Kelsian (SeaLink) rapid rise to national/world tourism and transport operator starts from Kangaroo Island ferry

The Kelsian (SeaLink) brand went national and international from its origins on the Kangaroo Island ferry service in South Australia. Inset: A SeaLink-operated London bus in Trafalgar Square.
Inset image by Stefano Broli, courtesy SeaLink Travel Group
Adelaide-based Kelsian Group was the new name from 2021 for the SeaLink Travel Group that grew into a dynamic national tourism and transport company from its start as operator of ferry services between Cape Jervis, south of Adelaide, and Penneshaw on Kangaroo Island.
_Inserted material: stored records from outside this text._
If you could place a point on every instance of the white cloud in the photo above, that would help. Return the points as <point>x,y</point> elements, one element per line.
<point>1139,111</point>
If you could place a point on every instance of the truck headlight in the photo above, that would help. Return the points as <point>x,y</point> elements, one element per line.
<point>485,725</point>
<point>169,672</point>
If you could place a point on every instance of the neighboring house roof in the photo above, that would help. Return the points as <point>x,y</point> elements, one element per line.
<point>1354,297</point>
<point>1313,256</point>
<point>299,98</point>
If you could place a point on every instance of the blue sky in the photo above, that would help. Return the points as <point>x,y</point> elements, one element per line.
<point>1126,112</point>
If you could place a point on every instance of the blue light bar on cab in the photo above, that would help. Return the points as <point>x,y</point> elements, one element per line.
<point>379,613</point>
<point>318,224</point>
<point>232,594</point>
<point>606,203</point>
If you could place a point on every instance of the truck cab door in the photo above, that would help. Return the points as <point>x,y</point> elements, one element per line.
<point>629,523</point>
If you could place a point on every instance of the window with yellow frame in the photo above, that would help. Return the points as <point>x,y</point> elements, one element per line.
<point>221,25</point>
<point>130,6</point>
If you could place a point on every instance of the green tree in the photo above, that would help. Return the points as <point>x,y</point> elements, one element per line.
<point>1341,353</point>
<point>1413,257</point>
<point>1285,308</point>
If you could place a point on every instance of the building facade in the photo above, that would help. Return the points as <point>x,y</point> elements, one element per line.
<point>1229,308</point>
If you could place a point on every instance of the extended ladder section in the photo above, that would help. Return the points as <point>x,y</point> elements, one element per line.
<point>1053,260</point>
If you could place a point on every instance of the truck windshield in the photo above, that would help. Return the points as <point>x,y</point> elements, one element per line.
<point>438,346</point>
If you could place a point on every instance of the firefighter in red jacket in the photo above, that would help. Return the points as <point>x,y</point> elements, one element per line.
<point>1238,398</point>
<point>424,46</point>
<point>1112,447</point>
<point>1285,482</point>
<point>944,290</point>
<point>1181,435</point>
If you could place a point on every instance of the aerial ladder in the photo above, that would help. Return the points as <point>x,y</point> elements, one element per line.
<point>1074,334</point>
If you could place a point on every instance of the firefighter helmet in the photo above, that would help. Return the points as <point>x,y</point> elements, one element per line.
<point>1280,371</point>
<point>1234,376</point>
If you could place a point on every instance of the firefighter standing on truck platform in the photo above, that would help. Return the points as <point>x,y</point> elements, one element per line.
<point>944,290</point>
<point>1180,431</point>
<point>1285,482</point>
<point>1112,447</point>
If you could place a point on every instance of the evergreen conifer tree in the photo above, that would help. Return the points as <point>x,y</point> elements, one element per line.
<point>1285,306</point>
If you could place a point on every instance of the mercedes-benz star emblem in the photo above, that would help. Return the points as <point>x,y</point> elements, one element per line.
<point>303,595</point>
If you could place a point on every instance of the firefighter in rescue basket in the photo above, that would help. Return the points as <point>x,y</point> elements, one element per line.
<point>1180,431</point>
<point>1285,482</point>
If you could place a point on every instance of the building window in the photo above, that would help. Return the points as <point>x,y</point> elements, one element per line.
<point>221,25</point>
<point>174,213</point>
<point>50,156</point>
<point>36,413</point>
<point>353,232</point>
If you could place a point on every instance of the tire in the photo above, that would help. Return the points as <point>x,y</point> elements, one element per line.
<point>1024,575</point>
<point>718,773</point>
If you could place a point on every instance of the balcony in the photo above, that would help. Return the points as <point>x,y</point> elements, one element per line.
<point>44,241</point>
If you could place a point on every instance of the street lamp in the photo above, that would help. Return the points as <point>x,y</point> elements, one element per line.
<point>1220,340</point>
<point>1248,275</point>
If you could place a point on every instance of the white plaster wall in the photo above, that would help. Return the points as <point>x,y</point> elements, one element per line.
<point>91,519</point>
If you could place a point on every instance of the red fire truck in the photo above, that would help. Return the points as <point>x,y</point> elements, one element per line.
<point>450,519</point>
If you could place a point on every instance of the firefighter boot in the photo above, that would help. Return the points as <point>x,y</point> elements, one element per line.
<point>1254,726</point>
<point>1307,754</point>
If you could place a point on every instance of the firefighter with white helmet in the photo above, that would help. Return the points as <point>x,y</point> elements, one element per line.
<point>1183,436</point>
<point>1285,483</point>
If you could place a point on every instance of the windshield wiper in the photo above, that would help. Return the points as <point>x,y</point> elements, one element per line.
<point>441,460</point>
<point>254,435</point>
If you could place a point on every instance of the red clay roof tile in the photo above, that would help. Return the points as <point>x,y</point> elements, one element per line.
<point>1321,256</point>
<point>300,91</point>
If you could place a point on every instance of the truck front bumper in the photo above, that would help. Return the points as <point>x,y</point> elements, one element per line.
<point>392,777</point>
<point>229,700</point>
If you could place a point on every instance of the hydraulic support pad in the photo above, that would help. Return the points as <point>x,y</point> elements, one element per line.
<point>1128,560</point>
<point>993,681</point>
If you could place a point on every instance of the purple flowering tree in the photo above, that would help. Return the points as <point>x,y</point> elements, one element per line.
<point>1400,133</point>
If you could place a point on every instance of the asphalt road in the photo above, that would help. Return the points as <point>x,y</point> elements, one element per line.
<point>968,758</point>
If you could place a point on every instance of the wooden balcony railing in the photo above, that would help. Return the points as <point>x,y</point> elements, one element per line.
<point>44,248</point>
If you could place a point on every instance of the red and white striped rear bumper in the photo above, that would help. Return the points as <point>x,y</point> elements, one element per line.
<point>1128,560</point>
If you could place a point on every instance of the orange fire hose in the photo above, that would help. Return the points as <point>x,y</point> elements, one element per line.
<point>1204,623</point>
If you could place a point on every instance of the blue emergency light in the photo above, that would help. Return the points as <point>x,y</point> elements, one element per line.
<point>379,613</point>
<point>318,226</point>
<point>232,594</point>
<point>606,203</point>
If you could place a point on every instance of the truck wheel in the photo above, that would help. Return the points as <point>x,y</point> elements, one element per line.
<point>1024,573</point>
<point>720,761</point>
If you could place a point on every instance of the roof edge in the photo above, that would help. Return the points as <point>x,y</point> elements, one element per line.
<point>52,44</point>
The island’s Philanderer Ferries was originally operated in the 1970s by a Kangaroo Island businessman who sold it in 1989 to Malaysian company MBF who renamed it Kangaroo Island SeaLink. In 1996, a group of South Australian investors and staff members bought SeaLink from MBF, returning it to local ownership.
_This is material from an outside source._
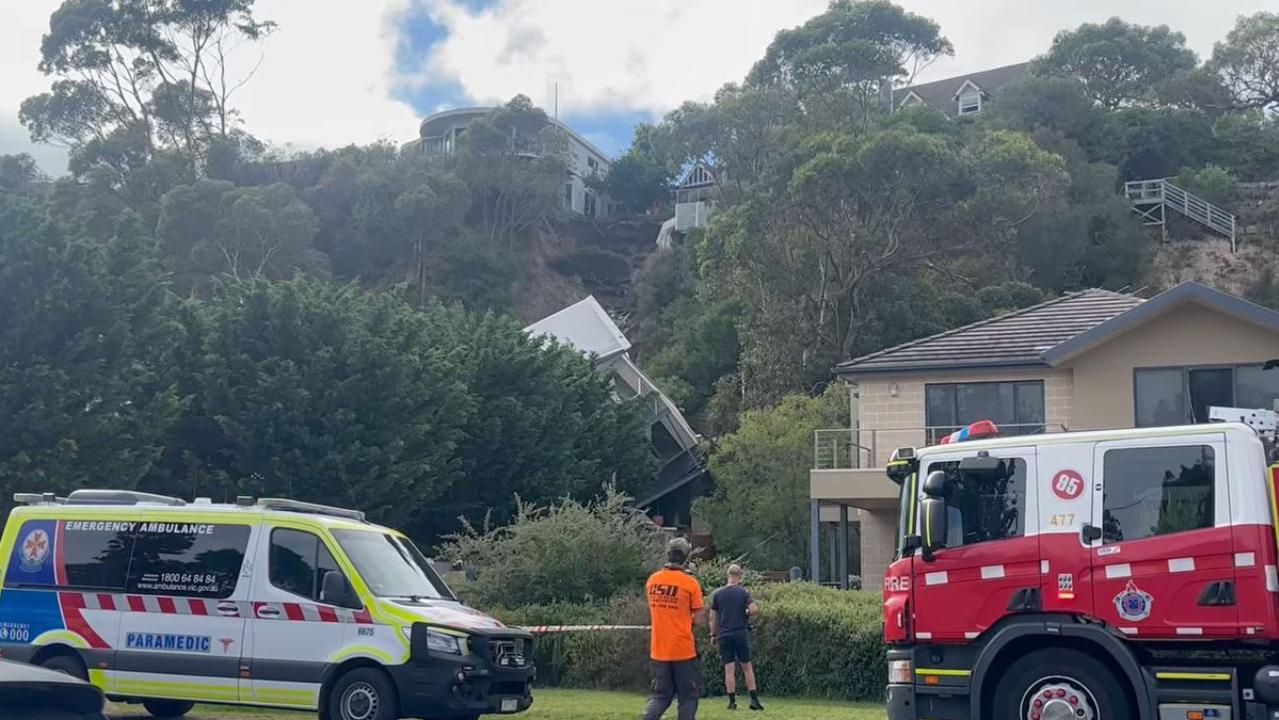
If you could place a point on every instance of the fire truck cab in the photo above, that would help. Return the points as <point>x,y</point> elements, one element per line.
<point>1108,574</point>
The SeaLink Travel Group rapidly developed with a turnover rising from $11million in 1996-97 to more than $50million in 2006-07. Besides extensive tourism operations in South Australia and its regions from outback to coast, Kangaroo Island, Murray River, Barossa Valley, Adelaide and Adelaide Hills, SeaLink’s operations extend across New South Wales, Queensland and Western Australia.
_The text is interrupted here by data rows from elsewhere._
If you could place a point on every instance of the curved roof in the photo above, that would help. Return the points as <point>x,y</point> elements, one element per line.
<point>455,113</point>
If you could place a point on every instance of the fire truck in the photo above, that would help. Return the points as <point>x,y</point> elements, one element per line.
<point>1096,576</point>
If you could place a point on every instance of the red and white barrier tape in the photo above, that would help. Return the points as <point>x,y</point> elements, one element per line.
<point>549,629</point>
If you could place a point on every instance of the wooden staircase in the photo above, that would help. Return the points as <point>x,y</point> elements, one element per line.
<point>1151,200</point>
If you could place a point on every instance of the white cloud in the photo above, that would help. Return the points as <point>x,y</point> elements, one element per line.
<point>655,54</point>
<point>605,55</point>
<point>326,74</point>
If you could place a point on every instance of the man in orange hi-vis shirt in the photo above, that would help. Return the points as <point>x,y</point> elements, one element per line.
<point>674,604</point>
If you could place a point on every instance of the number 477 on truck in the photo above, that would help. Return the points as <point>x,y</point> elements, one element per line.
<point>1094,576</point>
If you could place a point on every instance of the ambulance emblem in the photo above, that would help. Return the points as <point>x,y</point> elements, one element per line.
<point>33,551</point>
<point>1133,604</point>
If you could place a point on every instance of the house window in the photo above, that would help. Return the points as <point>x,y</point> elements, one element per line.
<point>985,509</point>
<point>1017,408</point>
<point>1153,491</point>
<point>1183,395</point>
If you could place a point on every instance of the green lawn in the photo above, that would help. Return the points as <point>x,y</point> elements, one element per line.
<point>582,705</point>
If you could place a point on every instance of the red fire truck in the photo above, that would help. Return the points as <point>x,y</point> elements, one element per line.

Its cruises, passenger and vehicle ferry services included Captain Cook Cruises on Sydney Harbor, Perth, Townville, Palm Island, Magnetic Island and Rottnest Island. Sea Link bought (2004) and sold (2011) Subritzky Ferries in Auckland before it bought the Captain Cook Crusies business (including Matilda Cruises), Murray River Cruises and Sunferries Townsville (rebranded as SeaLink).
SeaLink diversified by buying specialist travel companies, managing Adelaide Central bus station, operating SkyLink Adelaide Airport shuttle service and a coach operation.
In 2013, SeaLink started a Darwin ferry and was floated as company on the Australian Securities Exchange. SeaLink bought Transit Systems marine operations in 2015 include the Bay Islands Transit ferry and Stradbroke Ferries in Brisbane and Gladstone Ferries. This was followed by the purchase of Captain Cook Cruises Western Australia in 2016.
In 2019, the company paid $635 million for the rest of Transit Systems. As part of the deal, SeaLink CEO Jeff Ellison stepped down, replaced by Transit Systems' CEO Clint Feuerherdt, a with a 2.6% shareholding of the enlarged SeaLink. Transit System's co-founder and chairman Neil Smith joined the SeaLink board of directors as a non-executive, taking up a 15.3% shareholding.
The Transit System deal created a combined SeaLink group with more than 8,000 employees operating more than 3,200 buses and 78 ferries in New South Wales, Victoria, Queensland, South Australia, Tasmania, Northern Territory, Westerm Australia, London and Singapore.
SeaLink in 2020 secured the contract to operate Brisbane City Council's CityCat, CityHopper and Cross River ferry networks for up to 15 years. Its Torrens Transit, an Adelaide bus operator, was also part of a joint venture that was given the government contract to run Adelaide's trams in 2020.
In 2021, SeaLink bought Western Australian bus operator Go West Tours for $88.5 million. As Kelsian from 2021, the company made its first step into the United States of America in 2023 by buying major motorcoach company All Aboard America! Holdings for $487 million. All Aboard America! became the fourth-largest bus operator in the USA with more than 1,000 vehicles and had contracts with many Nasdaq companies including Tesla, Apple, Google, big universities, governments and industry such as liquified natural gas plants.